Wednesday,
August 14, 2002
By KIERAN GRANT -- Toronto
Sun
The Red Hot Chili Peppers may be into yet another victory lap in
the wake of their latest hit album By The Way.
But
guitarist John Frusciante's work won't be done until he finishes
the album's "spiritual companion piece" -- namely, a solo
project he began work on at the same time.
"It
still doesn't feel like the cycle is complete yet," Frusciante
is saying during the Chili Peppers' recent visit to promote By The
Way.
'REAL
ENGINEERS'
"My
energies were equally distributed between By The Way and this other
album which isn't recorded yet. A lot of them were written at the
same time. Both projects represented two sides of that period of
time equally."
Unlike
Frusciante's three previous solo albums, including last year's To
Record Only Water For Ten Days, the new disc will be recorded in
a "real studio with real engineers" instead of at home.
It'll also be issued under a band name.
"We
haven't figured out what yet," he says. "It's actually
a collaboration between me and a friend of mine named Josh Klinghoffer,
who's 22 years old. Most of the songs are things that I wrote on
my own, but with what he gives to the songs as a drummer and a singer,
it's the same as if we wrote the songs together.
"My
last record, To Record Only Water, was sort of mechanical. This
record is going to be very human. It'll be a good blend of warm
human sounds and really cold electronic sounds, each captured by
two separate engineers -- one to engineer the electronic things,
and the other to do the live recording."
Frusciante
has frequently been cited as an integral component in the Chili
Peppers. Having replaced original guitarist Hillel Slovak, who died
of a heroin overdose in 1988, he was present for the L.A. band's
commercial breakthrough Mother's Milk in 1989, and the 1991 smash
BloodSugarSexMagic. He quit the band in 1992, apparently sending
them into a creative drought while he himself spun out in a drug
haze -- but cleaned up and rejoined for 1999's Californication.
Frusciante
only takes credit for revitalizing the Chili Peppers in that "it's
the result of chemistry, the combination of us playing together.
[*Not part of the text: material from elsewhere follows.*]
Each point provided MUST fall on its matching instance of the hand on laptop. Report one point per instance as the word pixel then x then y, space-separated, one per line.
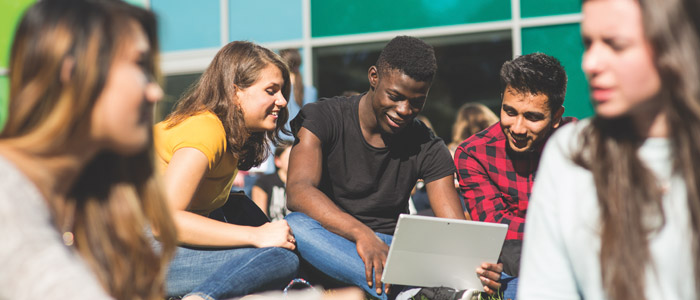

I play a certain way in this band that I can't repeat outside of
it."
Still,
a seemingly boundless creative drive has spurred him to find different
outlets outside of the group, with remarkably different musical
results.
"In
the Chili Peppers, those guys only want to rehearse three or four
hours a day at the most," he says. "I have a lot more
energy than that. When we were making By The Way, I would wake up
in the morning, do my yoga, practise guitar by playing along with
records and learning things from them, getting ideas for songs.